Further Job Configuration

Last update: 16 Aug 2024 [History] [Edit]

Apart from the basic job configuration, each driver can support a variety of custom options, as can the algorithms. The job and the driver object both have an option field that can be used for that purpose. While running the job those options get merged into the sample meta-data, with the job options taking precedence over the driver options, and the actual sample meta-data taking precedence over both. For options that have to be set for the entire job the sample meta-data is ignored.

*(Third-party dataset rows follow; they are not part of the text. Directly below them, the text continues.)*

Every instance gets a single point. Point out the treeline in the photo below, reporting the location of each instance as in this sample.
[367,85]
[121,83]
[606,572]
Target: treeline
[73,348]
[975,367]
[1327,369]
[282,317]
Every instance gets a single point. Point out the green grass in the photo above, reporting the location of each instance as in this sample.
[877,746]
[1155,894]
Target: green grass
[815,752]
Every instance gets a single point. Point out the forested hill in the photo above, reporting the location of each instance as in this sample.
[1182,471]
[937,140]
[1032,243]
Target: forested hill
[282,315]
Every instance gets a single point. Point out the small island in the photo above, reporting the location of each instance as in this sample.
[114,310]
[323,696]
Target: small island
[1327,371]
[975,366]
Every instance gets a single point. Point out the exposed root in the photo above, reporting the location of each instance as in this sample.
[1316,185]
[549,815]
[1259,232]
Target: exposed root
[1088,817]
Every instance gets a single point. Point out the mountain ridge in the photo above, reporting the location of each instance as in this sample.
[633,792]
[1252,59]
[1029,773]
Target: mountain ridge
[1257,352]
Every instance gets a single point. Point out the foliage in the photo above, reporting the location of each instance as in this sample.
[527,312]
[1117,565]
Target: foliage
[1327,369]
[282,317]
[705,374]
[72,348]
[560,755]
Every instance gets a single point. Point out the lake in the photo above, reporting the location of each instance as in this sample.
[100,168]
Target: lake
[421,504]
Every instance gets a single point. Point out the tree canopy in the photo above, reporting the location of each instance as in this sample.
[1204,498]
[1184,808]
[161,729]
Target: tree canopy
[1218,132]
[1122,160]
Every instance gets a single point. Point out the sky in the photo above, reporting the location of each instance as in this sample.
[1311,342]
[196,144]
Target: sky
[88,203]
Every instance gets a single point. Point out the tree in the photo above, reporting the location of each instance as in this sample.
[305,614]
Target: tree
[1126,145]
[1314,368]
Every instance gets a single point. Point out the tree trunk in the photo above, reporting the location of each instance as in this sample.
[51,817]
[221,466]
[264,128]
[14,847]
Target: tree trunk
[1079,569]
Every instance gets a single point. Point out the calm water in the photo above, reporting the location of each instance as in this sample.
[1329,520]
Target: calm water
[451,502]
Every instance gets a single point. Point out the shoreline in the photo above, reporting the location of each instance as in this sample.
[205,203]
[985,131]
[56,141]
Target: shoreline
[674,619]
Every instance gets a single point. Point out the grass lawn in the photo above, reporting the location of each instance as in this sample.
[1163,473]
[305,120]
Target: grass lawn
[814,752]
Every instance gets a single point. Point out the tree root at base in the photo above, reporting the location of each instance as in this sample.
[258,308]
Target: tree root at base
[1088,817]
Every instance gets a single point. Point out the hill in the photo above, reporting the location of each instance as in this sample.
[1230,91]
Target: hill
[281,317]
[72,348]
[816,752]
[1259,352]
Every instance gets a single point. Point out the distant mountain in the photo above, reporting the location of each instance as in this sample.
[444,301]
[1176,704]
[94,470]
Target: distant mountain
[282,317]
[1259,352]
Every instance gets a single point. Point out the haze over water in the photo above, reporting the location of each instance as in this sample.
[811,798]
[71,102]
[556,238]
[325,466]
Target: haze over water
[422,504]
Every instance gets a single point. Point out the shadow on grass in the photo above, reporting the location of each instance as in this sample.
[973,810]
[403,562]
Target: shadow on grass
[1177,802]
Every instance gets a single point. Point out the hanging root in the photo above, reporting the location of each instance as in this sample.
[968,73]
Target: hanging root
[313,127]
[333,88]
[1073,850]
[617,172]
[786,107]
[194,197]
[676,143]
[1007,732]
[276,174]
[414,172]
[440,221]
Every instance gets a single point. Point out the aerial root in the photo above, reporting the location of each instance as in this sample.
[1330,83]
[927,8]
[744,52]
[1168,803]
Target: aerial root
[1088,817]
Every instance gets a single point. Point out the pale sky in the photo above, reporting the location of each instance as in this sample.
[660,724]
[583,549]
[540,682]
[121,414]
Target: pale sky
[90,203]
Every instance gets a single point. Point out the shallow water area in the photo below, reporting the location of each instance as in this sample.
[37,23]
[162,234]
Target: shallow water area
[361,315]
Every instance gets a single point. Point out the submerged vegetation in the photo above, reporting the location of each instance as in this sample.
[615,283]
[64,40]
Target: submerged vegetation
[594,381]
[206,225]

The practical motivation for this is that it allows you to set options for your entire job, but then override them for specific samples. Here are some examples of how to set options:

sample->setMetaDouble ("option", value);
sh.get("sampleName")->setMetaDouble ("option", value);
sh.setMetaDouble ("option", value);
job.options()->setDouble ("option", value);
driver.options()->setDouble ("option", value);

For most of the standard options, the names of the options are defined in the class EL::Job. So if you have a slow day, you may want to browse through the header file EventLoop/Job.hh. Most of the driver specific options are described below with the individual drivers. Collected here are some more generic options

Omitting Events for Test Runs

During debugging runs you often face the situation that you would rather not process all events in a sample in order to save some time. Most commonly you just want to limit the number of events per sample to process (supported for DirectDriver, ProofDriver):

job.options()->setDouble (EL::Job::optMaxEvents, 1000);

Or you are debugging a particular event that gives you trouble and you may want to skip the events leading up to that event (supported for DirectDriver, ProofDriver):

job.options()->setDouble (EL::Job::optSkipEvents, 10000);

Using TTreeCache

TTreeCache is a mechanism for speeding up the reading of files, particularly over the network. To turn TTreeCache on, you first need to select a cache size (in this case 10MB):

job.options()->setDouble (EL::Job::optCacheSize, 10*1024*1024);

By default, TTreeCache looks at the first 10 events of a file to determine your access pattern and then uses that to optimize access for the rest. If you want to, you can change that number to suit your needs:

job.options()->setDouble (EL::Job::optCacheLearnEntries, 20);

Automatically Removing Submission Directories

Since EventLoop stores the job configuration, most of the output files and various temporary files in the submission directory, this directory has to be unique to each job. You can configure how EventLoop handles multiple jobs using the same name for the submission directory:

  • no-clobber: abort if the directory already exists
  • overwrite: remove the existing directory and recreate it (dangerous and not recommended)
  • unique: append a unique suffix to the directory name, ensuring that it is unique
  • unique-link: like unique, but it creates a link under the originally requested name that points to the latest submission directory created, meaning you can still access any files created under the name you originally requested.

At this time we recommend using the unique-link option, and that is what we did use in the tutorial:

job.options().setDouble( ROOT.EL.Job.optSubmitDirMode, 'unique-link')

Collecting Performance Statistics With xAODs

If you are using xAODs you can monitor your jobs data-access patterns:

job.options()->setDouble (EL::Job::optXAODPerfStats, 1);

This should put the access statistics into your histogram file, as well as print out the statistics at the end of the job.

warning warning: This feature hasn’t been tested yet, beyond checking that it compiles. I rushed it in to allow the distributed-i/o team to do some more precise measurements.

Printing Cache Statistics For Each File

If you are interested in performance measurements you can print out the TTree cache statistics at the end of each file:

job.options()->setDouble (EL::Job::optPrintPerFileStats, 1);

warning warning: This feature hasn’t been tested yet, beyond checking that it compiles and produces some outputs. I rushed it in to allow the distributed-i/o team to do some more precise measurements.

Retrying File Opening

Some users have trouble where opening a file fails due to transient errors. For that case there is the option to retry opening the file after a brief pause. You can set the number of retries like this:

job.options()->setDouble (EL::Job::optRetries, 3);

If you want to customize the wait period, you can do that too.

job.options()->setDouble (EL::Job::optRetriesWait, 900);

Please note that the wait period is randomized and this is the upper limit (in seconds). The reason for the randomization is that if the transient failure is that too many jobs try to open a file at once, you do not want all of them to retry at the same time as they probably overload the server again.

Please note that this only works for DirectDriver and BatchDriver.